Charles E. Burchfield (1893-1967), Wind-Blown Asters, 1951; watercolor on paper, 30 x 40 inches (Frame: 35 x 45 inches); Collection of the Burchfield Penney Art Center, Gift of Dr. Edna M. Lindemann, 1968

Charles E. Burchfield (1893-1967), Wind-Blown Asters, 1951; watercolor on paper, 30 x 40 inches (Frame: 35 x 45 inches); Collection of the Burchfield Penney Art Center, Gift of Dr. Edna M. Lindemann, 1968

Watercolor Effects on Cermics

Tuesday, December 13, 2016

When used correctly and with a little experimentation artists can achieve watercolor like effects on ceramic work.  Ceramic stains and underglazes when mixed with water and painted on unfired white-glazed bisque is visually similar to watercolor painting on paper. The main difference is the glazed bisque surface absorbs the color and water mixture more quickly. But once tested, you can create beautiful watercolor-like surfaces on clay. Ceramic watercolors differ from your conventional use of watercolors in the fact that ceramic watercolors are a mixtures of mason stains, oxides and ceramic underglazes. These materials withstand high temperatures and become permeant once fired onto ceramic wear. Similar effects can be achieved when using china paints. Underglazes are the most similar to watercolor paints. Underglazes are clay-based materials with ceramic stains and metallic oxides added to create a full spectrum of color in your work. They’re the fastest, easiest, and most dependable way to add color to your pottery or sculptures. Like many other art materials, underglazes come in a wide variety of form; liquid, dry, chalks, pens, pencils, watercolor. These materials have similar properties that ceramics artists use to achieve the fine details and watercolor effects within their artwork.

When comparing the watercolor painting by Charles E.Burchfield’s Wind-Blown Asters, the colors and techniques he used are somewhat similar to ceramics artists who create watercolor effects. Artists use ceramics stains and underglazes to achieve the free flowing watercolor techniques Burchfield has throughout this paintings. Burchfield developed his own unique style of watercolor painting that reflected his profound respect for nature. Throughout the Burchfield Penney Arts Center his artwork is continuously changing. To compare the watercolor Wind-Blown Asters for its exquisite colors and the dream like sensation properties desired by ceramics artists.

An excerpt from Burchfield's Journals gives access to the origin of the work.

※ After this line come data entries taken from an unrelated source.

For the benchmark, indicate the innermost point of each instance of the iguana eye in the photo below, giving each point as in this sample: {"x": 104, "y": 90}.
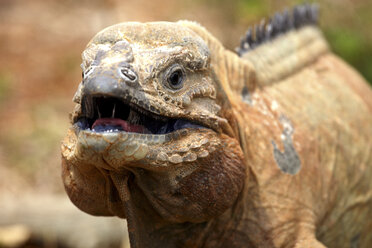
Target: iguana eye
{"x": 175, "y": 78}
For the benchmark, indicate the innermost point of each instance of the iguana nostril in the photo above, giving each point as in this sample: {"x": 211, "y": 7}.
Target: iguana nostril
{"x": 128, "y": 74}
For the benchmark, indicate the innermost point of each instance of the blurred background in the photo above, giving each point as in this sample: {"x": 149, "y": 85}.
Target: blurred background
{"x": 40, "y": 46}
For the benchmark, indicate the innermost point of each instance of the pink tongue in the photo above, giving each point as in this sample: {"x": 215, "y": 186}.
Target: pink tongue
{"x": 119, "y": 122}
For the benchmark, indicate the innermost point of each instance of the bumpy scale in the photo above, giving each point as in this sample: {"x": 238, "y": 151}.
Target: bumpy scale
{"x": 199, "y": 147}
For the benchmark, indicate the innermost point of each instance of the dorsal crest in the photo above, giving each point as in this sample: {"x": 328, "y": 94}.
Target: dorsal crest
{"x": 277, "y": 25}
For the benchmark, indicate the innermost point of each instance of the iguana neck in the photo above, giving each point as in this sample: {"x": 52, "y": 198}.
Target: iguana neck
{"x": 147, "y": 229}
{"x": 286, "y": 54}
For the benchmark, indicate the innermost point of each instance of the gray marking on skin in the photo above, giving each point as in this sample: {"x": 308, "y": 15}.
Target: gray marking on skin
{"x": 354, "y": 242}
{"x": 246, "y": 96}
{"x": 288, "y": 161}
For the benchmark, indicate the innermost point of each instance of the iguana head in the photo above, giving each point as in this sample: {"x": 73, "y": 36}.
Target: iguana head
{"x": 153, "y": 120}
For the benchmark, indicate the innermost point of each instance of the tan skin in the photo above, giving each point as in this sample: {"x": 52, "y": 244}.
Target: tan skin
{"x": 217, "y": 182}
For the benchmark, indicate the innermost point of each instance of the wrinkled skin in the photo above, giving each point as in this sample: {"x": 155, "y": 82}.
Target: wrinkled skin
{"x": 256, "y": 154}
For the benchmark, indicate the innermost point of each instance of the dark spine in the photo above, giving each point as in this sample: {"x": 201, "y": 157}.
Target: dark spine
{"x": 280, "y": 23}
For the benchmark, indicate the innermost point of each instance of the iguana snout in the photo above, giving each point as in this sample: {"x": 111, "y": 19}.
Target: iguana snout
{"x": 148, "y": 114}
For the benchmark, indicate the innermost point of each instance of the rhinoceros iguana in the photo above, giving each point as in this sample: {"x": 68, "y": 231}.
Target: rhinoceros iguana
{"x": 197, "y": 146}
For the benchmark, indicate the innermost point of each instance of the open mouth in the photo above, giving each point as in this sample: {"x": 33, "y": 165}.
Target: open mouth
{"x": 111, "y": 114}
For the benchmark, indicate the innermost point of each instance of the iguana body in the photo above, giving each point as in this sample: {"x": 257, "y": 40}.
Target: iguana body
{"x": 198, "y": 147}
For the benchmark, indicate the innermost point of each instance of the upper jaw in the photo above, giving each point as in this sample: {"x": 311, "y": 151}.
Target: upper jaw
{"x": 104, "y": 113}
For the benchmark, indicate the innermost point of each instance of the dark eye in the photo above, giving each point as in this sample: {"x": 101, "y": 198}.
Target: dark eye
{"x": 175, "y": 79}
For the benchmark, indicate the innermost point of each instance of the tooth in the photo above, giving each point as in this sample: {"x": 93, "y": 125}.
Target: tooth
{"x": 141, "y": 152}
{"x": 203, "y": 154}
{"x": 133, "y": 117}
{"x": 131, "y": 149}
{"x": 186, "y": 100}
{"x": 190, "y": 157}
{"x": 175, "y": 159}
{"x": 161, "y": 138}
{"x": 99, "y": 113}
{"x": 162, "y": 156}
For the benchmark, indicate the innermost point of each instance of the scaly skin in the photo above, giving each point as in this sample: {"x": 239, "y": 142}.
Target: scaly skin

[..A glorious day packed full of delightful impressions from beginning to end. Parked at the open fields to the north of the main woods. The moment I landed, I felt at once that it was a special day – brilliant sun, hot dry wind from the Southwest blowing of the meadows of bleached grass, asters and golden-rod. I decided to do a piece featuring the asters and dry grass — almost from the first, the picture took the lead and I had to follow as best I could — and it was difficult to invent rapidly enough the semi-abstract conventionalization’s that the power and beauty of the wind, sunlight and sky demanded, worked until 3:00…]

—Charles E. Burchfield, Journals, September 21, 1951.

Burchfield uses different techniques including the addition of paper to create larger works. As a ceramics artist I have experimented with watercolor within my work and I am continuously inspired by Burchfield.

—Samantha Landin

 

Samantha Landin is a graduate student at SUNY Buffalo State enrolled in the Multidisciplinary Studies Program where her concentration is in Ceramics Arts and Art Education. Landin’s ceramic work focuses on the delicate balance between life and death using animal subjects in a humanistic style. Samantha Landin has an Undergraduate degree in Art Education and Art Therapy and is currently working as a teaching assistant at Attica Elementary School where she gains useful insights from her third grade students.